Department of Biostatistics, Vanderbilt University Medical Center, Nashville, Tennessee, USA.
Department of Biostatistics, Epidemiology, and Informatics, Perelman School of Medicine, University of Pennsylvania, Philadelphia, Pennsylvania, USA.
Biometrics. 2022 Dec;78(4):1674-1685. doi: 10.1111/biom.13512. Epub 2021 Aug 1.
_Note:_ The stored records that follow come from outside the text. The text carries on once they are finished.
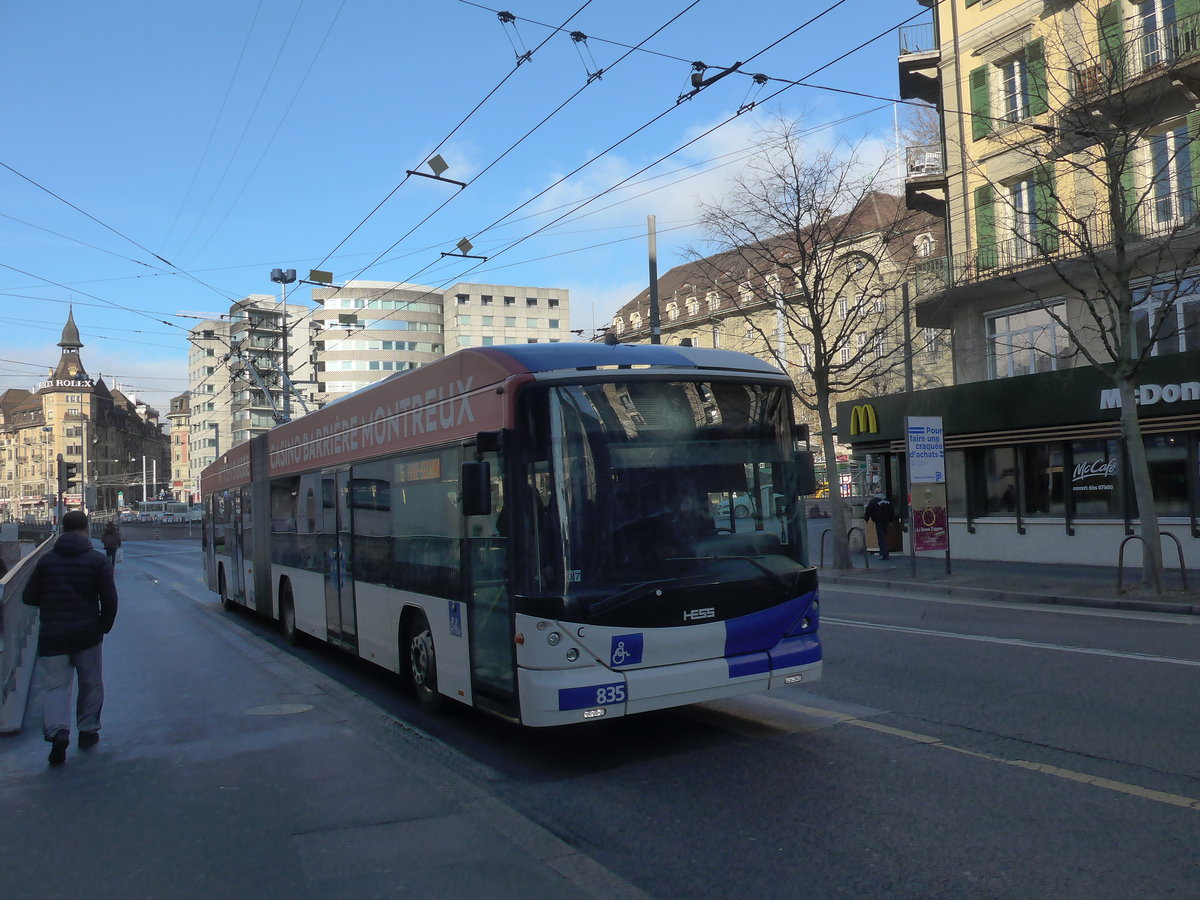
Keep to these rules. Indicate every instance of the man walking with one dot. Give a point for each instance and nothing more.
(880, 511)
(72, 585)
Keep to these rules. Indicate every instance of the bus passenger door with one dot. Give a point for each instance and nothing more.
(237, 546)
(487, 592)
(336, 538)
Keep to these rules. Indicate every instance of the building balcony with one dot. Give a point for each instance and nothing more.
(919, 58)
(1168, 220)
(925, 184)
(1140, 71)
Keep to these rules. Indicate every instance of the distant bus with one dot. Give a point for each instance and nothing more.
(157, 509)
(528, 529)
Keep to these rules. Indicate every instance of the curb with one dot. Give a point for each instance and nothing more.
(1180, 607)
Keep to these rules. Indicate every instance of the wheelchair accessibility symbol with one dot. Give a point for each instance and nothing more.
(627, 651)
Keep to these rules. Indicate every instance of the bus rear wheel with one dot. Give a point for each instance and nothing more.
(288, 616)
(423, 670)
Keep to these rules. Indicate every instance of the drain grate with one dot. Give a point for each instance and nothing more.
(280, 709)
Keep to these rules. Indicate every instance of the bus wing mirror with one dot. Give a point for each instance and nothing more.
(477, 489)
(805, 473)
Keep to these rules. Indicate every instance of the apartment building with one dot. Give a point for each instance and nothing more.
(1066, 174)
(114, 441)
(754, 300)
(235, 376)
(366, 330)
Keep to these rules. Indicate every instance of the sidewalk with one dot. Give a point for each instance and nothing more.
(1020, 582)
(229, 768)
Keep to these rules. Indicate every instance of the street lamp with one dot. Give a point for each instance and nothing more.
(283, 277)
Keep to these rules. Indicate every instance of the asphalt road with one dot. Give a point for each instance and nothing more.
(951, 750)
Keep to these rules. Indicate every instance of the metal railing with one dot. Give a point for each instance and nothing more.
(924, 160)
(918, 39)
(17, 639)
(1165, 216)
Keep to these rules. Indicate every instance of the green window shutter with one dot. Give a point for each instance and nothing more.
(981, 103)
(985, 226)
(1127, 153)
(1047, 209)
(1036, 66)
(1111, 33)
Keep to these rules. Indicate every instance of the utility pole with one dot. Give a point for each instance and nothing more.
(283, 277)
(655, 319)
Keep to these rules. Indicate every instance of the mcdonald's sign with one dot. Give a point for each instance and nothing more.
(863, 420)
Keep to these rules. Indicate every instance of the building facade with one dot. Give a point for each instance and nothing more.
(366, 330)
(757, 301)
(115, 442)
(1067, 174)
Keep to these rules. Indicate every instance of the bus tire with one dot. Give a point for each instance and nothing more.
(288, 616)
(423, 670)
(226, 600)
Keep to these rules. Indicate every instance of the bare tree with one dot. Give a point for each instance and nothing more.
(811, 256)
(1099, 227)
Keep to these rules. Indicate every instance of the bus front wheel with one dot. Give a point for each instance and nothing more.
(423, 671)
(226, 600)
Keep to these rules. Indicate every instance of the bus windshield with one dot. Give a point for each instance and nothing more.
(660, 489)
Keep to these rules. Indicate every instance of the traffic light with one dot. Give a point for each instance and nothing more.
(69, 473)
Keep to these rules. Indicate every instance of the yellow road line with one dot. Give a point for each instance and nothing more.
(1146, 793)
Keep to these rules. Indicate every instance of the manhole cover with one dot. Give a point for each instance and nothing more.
(280, 709)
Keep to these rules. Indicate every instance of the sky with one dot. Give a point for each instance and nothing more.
(161, 159)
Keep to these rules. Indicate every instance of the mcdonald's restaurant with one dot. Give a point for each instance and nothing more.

Persons living with HIV engage in routine clinical care, generating large amounts of data in observational HIV cohorts. These data are often error-prone, and directly using them in biomedical research could bias estimation and give misleading results. A cost-effective solution is the two-phase design, under which the error-prone variables are observed for all patients during Phase I, and that information is used to select patients for data auditing during Phase II. For example, the Caribbean, Central, and South America network for HIV epidemiology (CCASAnet) selected a random sample from each site for data auditing. Herein, we consider efficient odds ratio estimation with partially audited, error-prone data. We propose a semiparametric approach that uses all information from both phases and accommodates a number of error mechanisms. We allow both the outcome and covariates to be error-prone and these errors to be correlated, and selection of the Phase II sample can depend on Phase I data in an arbitrary manner. We devise a computationally efficient, numerically stable EM algorithm to obtain estimators that are consistent, asymptotically normal, and asymptotically efficient. We demonstrate the advantages of the proposed methods over existing ones through extensive simulations. Finally, we provide applications to the CCASAnet cohort.
HIV 感染者参与常规临床护理,在观察性 HIV 队列中产生大量数据。这些数据通常容易出错,如果直接将其用于生物医学研究,可能会导致估计值出现偏差,并得出误导性结果。一种具有成本效益的解决方案是两阶段设计,在该设计下,在第一阶段对所有患者观察容易出错的变量,并利用这些信息在第二阶段选择患者进行数据审核。例如,艾滋病毒流行病学的加勒比、中美洲和南美洲网络 (CCASAnet) 从每个站点中随机选择了一个样本进行数据审核。在此,我们考虑使用部分审核、容易出错的数据进行有效率比值估计。我们提出了一种半参数方法,该方法利用了两个阶段的所有信息,并适应了多种错误机制。我们允许结果和协变量都容易出错,并且这些错误可以相关,并且第二阶段样本的选择可以以任意方式依赖于第一阶段的数据。我们设计了一种计算效率高、数值稳定的 EM 算法来获得一致、渐近正态和渐近有效的估计值。我们通过广泛的模拟展示了所提出方法相对于现有方法的优势。最后,我们将应用于 CCASAnet 队列。